Michael Silberstein, em The Philosophy of Spike Lee, lembrando o dilema levantado pelo Founding Father Thomas Jefferson, ao dizer “Não há dúvida no livro do destino de que essas pessoas devem ser livres. Não é menos certo que as duas raças, igualmente livres, não possam viver sob o mesmo governo”, afirma que “Faça a Coisa Certa é, no microcosmo, uma representação desse problema profundo [a convivência harmoniosa entre negros e brancos na América] e um lembrete de que o ele não desapareceu, apenas mudou de forma. Este é um desafio não apenas para o pluralismo jeffersoniano, derivado de pensadores brancos europeus, mas também para a unidade da comunidade afroamericana, representada por ideologias internas concorrentes sobre como responder ao racismo na América. Portanto, determinar a coisa certa a fazer é uma questão urgente para brancos e negros.”

O filme, absolutamente aclamado pelo público e pela crítica, também carregou controvérsias. Muitos consideraram o final como uma apologia ao ódio racial. Abrams levanta as questões em seu livro: “Lee respondeu [à crítica do jornalista Joe Klein, da New York Magazine] dizendo que ele fez Faça a coisa certa para desencadear um diálogo, não um tumulto. ʻMookie fez o que fez porque estava com raivaʼ, disse Lee. ʻEle viu por si mesmo como o sistema destrói os negros. O que ele deveria fazer: ficar lá e liderar todo mundo em um coro de We Are the World?ʼ Ao contrário do que Klein afirmou, Lee acreditava que o filme faria os novaiorquinos verem que o atual prefeito, Ed Koch, havia feito pouco para promover a harmonia racial durante seus 12 anos como prefeito e que eles votariam em Dinkins para o cargo”.

Faça a coisa certa é, indubitavelmente, uma obra-prima de Spike Lee, que consegue levantar questões muito complexas sem maniqueísmos

O filme também foi esnobado no Oscar, sendo indicado somente para Roteiro Original e Ator Coadjuvante (Danny Aiello). Conduzindo Miss Daisy venceu o prêmio de Melhor Filme naquele ano, o que irritou Lee, que disse: “Acho que muitos americanos brancos ficam mais à vontade com um homem negro que é realmente um cidadão de segunda classe [...] Seu nível de conforto é maior com [Morgan] dirigindo para Miss Daisy do que com Mookie jogando uma lata de lixo na Pizzaria do Sal”.

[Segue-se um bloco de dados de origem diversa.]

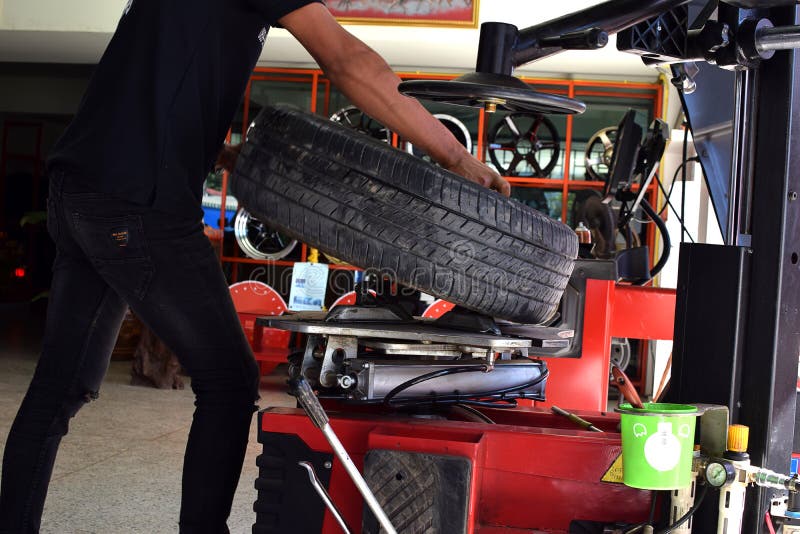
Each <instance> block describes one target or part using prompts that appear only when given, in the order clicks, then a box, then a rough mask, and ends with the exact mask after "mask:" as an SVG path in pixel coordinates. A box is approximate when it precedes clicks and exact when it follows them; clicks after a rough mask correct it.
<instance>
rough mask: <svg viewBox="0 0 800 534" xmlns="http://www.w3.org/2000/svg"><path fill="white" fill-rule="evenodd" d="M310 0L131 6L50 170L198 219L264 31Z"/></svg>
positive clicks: (243, 0)
mask: <svg viewBox="0 0 800 534" xmlns="http://www.w3.org/2000/svg"><path fill="white" fill-rule="evenodd" d="M314 1H318V0H192V1H188V0H129V1H128V4H127V5H126V7H125V10H124V12H123V15H122V18H121V20H120V22H119V25H118V26H117V31H116V32H115V33H114V36H113V38H112V39H111V42H110V43H109V45H108V48H107V49H106V51H105V53H104V54H103V57H102V59H101V60H100V63H99V64H98V65H97V68H96V70H95V72H94V74H93V76H92V79H91V82H90V83H89V88H88V90H87V92H86V94H85V95H84V97H83V101H82V102H81V105H80V108H79V110H78V113H77V115H76V116H75V119H74V120H73V122H72V123H71V124H70V126H69V127H68V128H67V130H66V132H65V133H64V135H63V136H62V137H61V139H60V140H59V141H58V143H57V144H56V146H55V147H54V149H53V151H52V152H51V154H50V157H49V159H48V167H53V166H63V167H67V168H69V169H71V170H73V171H74V172H73V173H71V174H73V175H74V178H73V180H76V181H77V183H76V184H75V185H76V186H78V187H81V188H86V189H88V190H90V191H99V192H103V193H108V194H110V195H112V196H115V197H119V198H124V199H127V200H130V201H132V202H135V203H138V204H145V205H151V206H153V207H154V208H156V209H158V210H160V211H167V212H173V213H180V214H184V215H189V216H198V217H199V215H200V207H199V199H200V196H201V194H202V183H203V180H204V179H205V176H206V174H207V173H208V172H209V171H210V170H211V169H212V167H213V165H214V162H215V161H216V157H217V154H218V152H219V150H220V148H221V147H222V143H223V141H224V138H225V134H226V132H227V130H228V128H229V127H230V126H231V121H232V120H233V118H234V115H235V113H236V111H237V108H238V107H239V104H240V103H241V99H242V95H243V93H244V90H245V88H246V87H247V82H248V80H249V77H250V74H251V72H252V70H253V68H254V67H255V64H256V61H257V60H258V57H259V55H260V54H261V50H262V48H263V46H264V40H265V39H266V37H267V31H268V28H269V27H270V26H275V25H276V24H277V21H278V19H280V18H281V17H283V16H284V15H286V14H288V13H291V12H292V11H294V10H295V9H298V8H300V7H302V6H304V5H306V4H310V3H312V2H314Z"/></svg>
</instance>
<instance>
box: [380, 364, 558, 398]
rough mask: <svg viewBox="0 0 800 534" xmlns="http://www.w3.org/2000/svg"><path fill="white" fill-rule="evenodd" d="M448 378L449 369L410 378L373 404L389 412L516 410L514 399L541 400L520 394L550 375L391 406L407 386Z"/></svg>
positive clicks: (481, 369) (412, 397)
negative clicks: (414, 377)
mask: <svg viewBox="0 0 800 534" xmlns="http://www.w3.org/2000/svg"><path fill="white" fill-rule="evenodd" d="M485 367H486V366H485V365H481V366H477V367H454V368H453V369H463V370H461V371H458V372H470V371H473V372H474V371H483V369H484V368H485ZM466 369H469V370H470V371H467V370H466ZM444 371H450V372H444ZM449 374H454V372H453V370H452V369H441V370H439V371H434V372H433V373H428V374H426V375H420V376H418V377H416V378H412V379H411V380H408V381H406V382H404V383H402V384H400V385H399V386H397V387H396V388H394V389H393V390H392V391H390V392H389V393H388V394H387V395H386V396H385V397H384V398H383V400H382V401H377V402H381V403H383V404H384V405H385V406H390V407H393V408H398V407H405V406H427V405H447V404H469V405H472V406H484V407H494V408H513V407H515V406H516V399H524V398H534V399H537V398H538V400H542V399H541V396H531V395H527V394H526V393H525V392H524V390H526V389H528V388H532V387H534V386H537V385H539V384H541V383H542V382H544V381H545V380H547V377H548V376H549V375H550V372H549V370H547V369H544V370H543V371H542V373H541V374H540V375H539V376H537V377H536V378H534V379H533V380H531V381H529V382H526V383H524V384H520V385H517V386H511V387H508V388H503V389H497V390H493V391H486V392H483V393H468V394H458V393H456V394H452V395H442V396H438V395H435V394H434V395H433V396H428V397H411V398H405V399H398V400H396V401H394V402H392V398H394V397H395V396H397V394H398V393H400V392H402V391H404V390H406V389H408V388H410V387H411V386H414V385H416V384H419V383H421V382H425V381H426V380H431V379H433V378H438V377H439V376H446V375H449ZM433 375H435V376H433ZM411 382H413V383H411ZM387 399H388V400H387ZM486 399H493V400H491V401H488V400H486ZM498 403H506V404H498Z"/></svg>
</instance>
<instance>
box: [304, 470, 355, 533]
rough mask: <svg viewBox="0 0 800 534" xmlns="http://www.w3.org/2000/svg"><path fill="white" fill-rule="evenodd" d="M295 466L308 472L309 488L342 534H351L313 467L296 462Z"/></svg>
mask: <svg viewBox="0 0 800 534" xmlns="http://www.w3.org/2000/svg"><path fill="white" fill-rule="evenodd" d="M297 465H299V466H300V467H302V468H303V469H305V470H306V471H308V480H309V482H311V486H312V487H313V488H314V490H315V491H316V492H317V495H319V497H320V499H322V502H324V503H325V506H327V507H328V510H329V511H330V513H331V514H333V517H335V518H336V522H337V523H339V526H340V527H342V531H344V534H351V532H352V530H350V528H349V527H348V526H347V523H345V522H344V517H342V513H341V512H340V511H339V509H338V508H336V505H335V504H334V503H333V501H332V500H331V496H330V495H328V490H326V489H325V487H324V486H323V485H322V483H321V482H320V481H319V478H317V473H316V472H314V466H313V465H311V464H310V463H309V462H297Z"/></svg>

Entretanto, Faça a coisa certa é, indubitavelmente, uma obra-prima de Spike Lee, que consegue levantar questões muito complexas sem maniqueísmos, com a dose de antagonismo necessária para gerar uma reflexão importantíssima sobre o racismo, sem apontar o dedo a ninguém especificamente, ou apontando o dedo para todos, pois trata-se, realmente, de um problema de todos nós. Uma pena que o Spike Lee dos anos 1990 tenha ficado nos anos 1990. Mas isso é assunto para outro artigo.